Джон не пошевелился, но Палома почувствовала, как он боится нарушить мир и благополучие своей семьи. Она подалась вперед.
— Это необязательно должно произойти здесь, — проговорила она робко. — Мы можем встретиться где-нибудь в парке. Я хочу только поговорить с ними. Я не скажу им, кто я.
— А если ты решишь, что они несчастны, — недоверчивость таилась в словах Джона, — что ты предпримешь?

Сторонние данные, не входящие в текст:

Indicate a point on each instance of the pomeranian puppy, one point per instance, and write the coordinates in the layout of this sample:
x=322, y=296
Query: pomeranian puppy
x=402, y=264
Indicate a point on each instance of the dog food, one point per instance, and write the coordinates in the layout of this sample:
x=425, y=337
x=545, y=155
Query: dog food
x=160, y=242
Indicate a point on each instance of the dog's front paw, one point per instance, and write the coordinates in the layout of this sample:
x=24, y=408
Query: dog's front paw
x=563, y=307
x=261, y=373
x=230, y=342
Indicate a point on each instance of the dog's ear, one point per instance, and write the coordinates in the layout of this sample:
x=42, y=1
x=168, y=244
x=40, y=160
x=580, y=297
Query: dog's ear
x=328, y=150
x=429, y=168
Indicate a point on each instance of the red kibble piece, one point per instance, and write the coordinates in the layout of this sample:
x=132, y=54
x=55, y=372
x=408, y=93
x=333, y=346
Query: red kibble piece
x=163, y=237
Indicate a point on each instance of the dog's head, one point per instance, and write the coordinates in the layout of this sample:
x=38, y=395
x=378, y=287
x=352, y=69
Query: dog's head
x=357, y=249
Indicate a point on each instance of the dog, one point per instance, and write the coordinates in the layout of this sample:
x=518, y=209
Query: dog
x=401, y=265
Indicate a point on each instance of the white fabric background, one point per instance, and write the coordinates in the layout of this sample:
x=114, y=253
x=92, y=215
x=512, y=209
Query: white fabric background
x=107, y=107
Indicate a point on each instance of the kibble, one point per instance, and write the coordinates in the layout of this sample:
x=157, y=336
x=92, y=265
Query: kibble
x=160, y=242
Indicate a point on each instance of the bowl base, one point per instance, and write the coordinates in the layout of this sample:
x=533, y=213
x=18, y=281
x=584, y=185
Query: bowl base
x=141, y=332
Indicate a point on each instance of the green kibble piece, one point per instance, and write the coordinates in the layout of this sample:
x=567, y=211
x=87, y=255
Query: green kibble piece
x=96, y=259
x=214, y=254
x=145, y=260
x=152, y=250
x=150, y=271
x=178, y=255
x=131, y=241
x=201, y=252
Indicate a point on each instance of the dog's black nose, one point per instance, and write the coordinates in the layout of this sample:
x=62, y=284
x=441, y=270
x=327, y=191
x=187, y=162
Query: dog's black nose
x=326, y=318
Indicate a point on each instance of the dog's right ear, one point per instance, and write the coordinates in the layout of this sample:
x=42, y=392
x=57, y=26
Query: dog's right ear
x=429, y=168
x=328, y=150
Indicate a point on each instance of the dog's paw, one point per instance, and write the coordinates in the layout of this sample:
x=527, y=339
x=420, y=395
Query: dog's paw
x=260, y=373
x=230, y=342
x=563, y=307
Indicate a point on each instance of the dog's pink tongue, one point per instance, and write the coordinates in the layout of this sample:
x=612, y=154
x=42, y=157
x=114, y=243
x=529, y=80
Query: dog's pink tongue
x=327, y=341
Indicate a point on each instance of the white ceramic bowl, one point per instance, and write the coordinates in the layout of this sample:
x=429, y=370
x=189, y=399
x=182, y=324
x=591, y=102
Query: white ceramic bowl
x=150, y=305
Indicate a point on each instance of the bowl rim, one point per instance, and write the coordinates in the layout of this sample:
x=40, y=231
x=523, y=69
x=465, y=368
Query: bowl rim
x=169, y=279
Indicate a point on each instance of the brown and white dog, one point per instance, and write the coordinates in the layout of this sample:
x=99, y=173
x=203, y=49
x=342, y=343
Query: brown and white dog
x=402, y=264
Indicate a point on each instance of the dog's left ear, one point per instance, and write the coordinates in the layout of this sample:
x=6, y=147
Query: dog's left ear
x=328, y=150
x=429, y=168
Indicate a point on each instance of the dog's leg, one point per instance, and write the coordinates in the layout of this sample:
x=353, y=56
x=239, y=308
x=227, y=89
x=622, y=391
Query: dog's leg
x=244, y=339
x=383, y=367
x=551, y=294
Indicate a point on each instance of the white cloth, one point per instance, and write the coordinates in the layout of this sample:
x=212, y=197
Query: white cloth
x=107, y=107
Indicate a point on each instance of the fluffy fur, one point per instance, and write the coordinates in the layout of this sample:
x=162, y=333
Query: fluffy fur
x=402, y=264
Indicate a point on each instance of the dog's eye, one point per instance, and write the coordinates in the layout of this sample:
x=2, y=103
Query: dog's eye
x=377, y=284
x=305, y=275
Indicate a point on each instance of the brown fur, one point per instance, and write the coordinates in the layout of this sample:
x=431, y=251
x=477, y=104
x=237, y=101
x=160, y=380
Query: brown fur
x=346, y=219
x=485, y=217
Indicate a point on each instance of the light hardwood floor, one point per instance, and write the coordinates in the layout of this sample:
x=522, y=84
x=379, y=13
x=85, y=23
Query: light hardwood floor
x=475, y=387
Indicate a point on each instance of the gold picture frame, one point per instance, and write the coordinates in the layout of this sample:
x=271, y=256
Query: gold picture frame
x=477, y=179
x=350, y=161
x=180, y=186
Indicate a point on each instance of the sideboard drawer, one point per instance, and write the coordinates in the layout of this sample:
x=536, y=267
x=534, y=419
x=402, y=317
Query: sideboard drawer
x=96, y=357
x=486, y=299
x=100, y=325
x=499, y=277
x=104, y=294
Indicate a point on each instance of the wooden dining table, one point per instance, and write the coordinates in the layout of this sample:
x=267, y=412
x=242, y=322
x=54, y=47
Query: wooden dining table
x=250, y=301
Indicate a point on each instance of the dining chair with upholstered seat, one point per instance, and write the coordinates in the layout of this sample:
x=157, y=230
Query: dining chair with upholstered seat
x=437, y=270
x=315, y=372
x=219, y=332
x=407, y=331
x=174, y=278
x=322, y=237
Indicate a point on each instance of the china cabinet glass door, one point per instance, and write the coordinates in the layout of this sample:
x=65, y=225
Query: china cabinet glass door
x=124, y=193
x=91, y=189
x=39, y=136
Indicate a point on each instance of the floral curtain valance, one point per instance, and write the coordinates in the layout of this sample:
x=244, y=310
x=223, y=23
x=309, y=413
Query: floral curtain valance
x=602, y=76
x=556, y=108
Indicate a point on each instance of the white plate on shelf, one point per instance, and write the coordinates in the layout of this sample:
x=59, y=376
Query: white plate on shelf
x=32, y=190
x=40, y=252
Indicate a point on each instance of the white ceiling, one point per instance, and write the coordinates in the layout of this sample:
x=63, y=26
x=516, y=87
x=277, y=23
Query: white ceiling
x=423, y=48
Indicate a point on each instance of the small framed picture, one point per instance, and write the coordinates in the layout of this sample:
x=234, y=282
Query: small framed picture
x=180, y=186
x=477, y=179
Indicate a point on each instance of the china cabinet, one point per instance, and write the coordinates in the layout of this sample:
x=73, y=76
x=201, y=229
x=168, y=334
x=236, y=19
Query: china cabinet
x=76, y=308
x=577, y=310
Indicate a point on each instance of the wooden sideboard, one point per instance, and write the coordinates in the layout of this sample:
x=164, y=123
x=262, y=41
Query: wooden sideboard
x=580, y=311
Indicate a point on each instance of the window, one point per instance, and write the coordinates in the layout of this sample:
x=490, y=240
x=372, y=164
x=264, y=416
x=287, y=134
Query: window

— Не знаю. Но у меня тоже есть права, Джон. Конечно, ты их настоящий отец, ты всегда был с ними, все десять лет, и я не стану зря вмешиваться. — Горькая улыбка притаилась в уголках ее губ. — Я не хочу этого. Только посмотрю на них.
— Вероятно, ты уже знаешь о смерти Анны, — с трудом выговорил он.
Ресницы Паломы дрогнули.
— Да.
Она знала, как Джон любил жену, и понимала, что ее смерть не могла не отразиться на жизни всей семьи. Снова всколыхнулись воспоминания.
Анна Патерсон… В ней, своей двоюродной сестре, маленькая Палома, которой всегда недоставало ласки и тепла, обрела любовь и участие, каких никогда не получала от своей матери. Анна искренне любила свою кузину, дорожила ею, и та отвечала ей безоглядной и беззаветной преданностью, на какую способны только дети. Ее поражала убежденность Анны в способности людей к развитию и совершенствованию, и, будучи еще одиннадцатилетней девочкой, она мечтала как можно больше походить на свою старшую подругу. Это желание и сейчас казалось ей вполне естественным, хотя она уже давно оставила детскую надежду: Анной нельзя было стать, ею надо было родиться.
— Меня интересует только судьба моих детей. Они знают, что удочерены?
— Конечно, знают. — Он пожал плечами. — Анна настояла на этом.
Ведь это была Анна. Все, что она делала, делала замечательно. Только не смогла остаться в живых.
— Она знала, что это мои дети?
Палома была не в силах удержаться от вопроса. С тех пор как она прочитала в отчете Ника имена дочерей — Виола и Лавиния, — ее мучил вопрос о том, известно ли Джону и Анне, кто мать девочек.
— Нет, — сказал Джон поразмыслив. — Не знал и я. Все, что касалось родителей близнецов, было покрыто мраком. Мы могли судить о них только по их внешности, уму и характерам. — В голосе Джона опять послышались саркастические нотки. — Мне было очень приятно узнать, что их отец имеет так много общего со мной.